Experts reiterate that there’s nothing inherently wrong with the market. When capital is abundant, insisting on higher-quality assets, clearer governance, and better-aligned structures or know-how raises the bar for everyone. At the same time, alignment with global best practices creates more resilient markets.
“The GCC is shifting from opportunistic investing to structured, long-term capital deployment,” says AlFaras. “These dynamics strengthen market fundamentals and reinforce the region’s role as both a source and destination of institutional capital.”
Meanwhile, the growth of secondaries provides a release valve, recycling capital and supporting market depth through every cycle phase, says Zarrouk. “A broader, more diversified investor base across geographies and channels strengthens resilience and sustains momentum behind diversification priorities. In short, these conditions force businesses and investors to be more scrupulous in decision-making and structuring deals.”
A BALANCED APPROACH
While there’s no silver bullet approach to boosting investment in the local economy in the short term, a long-term investment strategy in the GCC must be rooted in the region’s transformation journey. Capital should be directed toward building institutional depth, strengthening governance, transparency, and talent to broaden the investible landscape.

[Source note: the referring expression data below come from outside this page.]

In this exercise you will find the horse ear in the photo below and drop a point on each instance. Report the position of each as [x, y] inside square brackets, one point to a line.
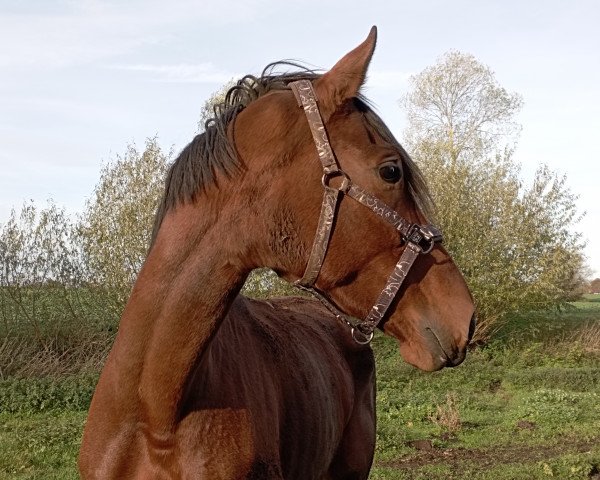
[346, 77]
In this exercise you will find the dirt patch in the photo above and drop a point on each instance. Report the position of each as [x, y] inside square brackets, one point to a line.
[486, 458]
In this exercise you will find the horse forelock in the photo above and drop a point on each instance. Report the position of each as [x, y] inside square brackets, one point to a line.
[213, 150]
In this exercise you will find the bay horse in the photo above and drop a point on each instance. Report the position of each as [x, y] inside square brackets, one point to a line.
[249, 192]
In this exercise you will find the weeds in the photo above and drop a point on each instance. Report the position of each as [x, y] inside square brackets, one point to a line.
[447, 416]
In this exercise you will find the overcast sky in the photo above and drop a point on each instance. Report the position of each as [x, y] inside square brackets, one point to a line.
[79, 80]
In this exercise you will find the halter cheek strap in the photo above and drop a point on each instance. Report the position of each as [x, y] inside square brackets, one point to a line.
[419, 239]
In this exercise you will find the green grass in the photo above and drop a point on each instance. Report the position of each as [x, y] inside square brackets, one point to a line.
[527, 406]
[40, 445]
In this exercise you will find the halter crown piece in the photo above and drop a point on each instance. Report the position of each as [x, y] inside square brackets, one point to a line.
[418, 238]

The strategy should also combine regional depth with global diversification, prioritizing sectors aligned with national strategies such as food sustainability, education, global logistics and transportation, clean energy, infrastructure, semiconductors, and advanced manufacturing.

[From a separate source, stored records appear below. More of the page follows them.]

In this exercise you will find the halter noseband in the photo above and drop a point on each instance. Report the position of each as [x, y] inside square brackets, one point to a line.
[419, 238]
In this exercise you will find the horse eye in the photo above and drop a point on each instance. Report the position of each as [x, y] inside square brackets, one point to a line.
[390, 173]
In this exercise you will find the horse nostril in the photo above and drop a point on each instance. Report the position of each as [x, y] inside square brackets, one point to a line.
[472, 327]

Zarrouk suggests combining direct ownership with co-investments to scale high-quality platforms. “Now, you can use flexible credit and continuation vehicles to hold winners longer and use secondaries to manage liquidity without sacrificing selectivity. Expand local operating networks to help portfolio companies enter the region, localize value creation, and exchange know-how. This can be complemented by widening access through evergreen and tailored vehicles so private wealth can complement sovereign and institutional capital.”
According to AlFaras, the GCC’s liquidity is a strength, and recent
regulatory reforms, deepening capital markets, and expanding private sector participation are removing historical barriers. “Saudi Arabia and the UAE, in particular, now provide transparency and investor access that rivals developed markets. Today’s focus is less about barriers and more about matching capital with the right long-term opportunities.”
Strengthening domestic investment through GCC-focused funds and deeper collaboration with international partners is vital. Yet the most effective approach will be to balance regional conviction with global diversification, underpinned by policies that unlock sustainable, high-impact growth across the region.
“To unlock the full potential of regional investment, we need to deepen market ecosystems, foster transparency, and support the growth of institutional-grade enterprises that can absorb and deploy capital efficiently,” says Rohira.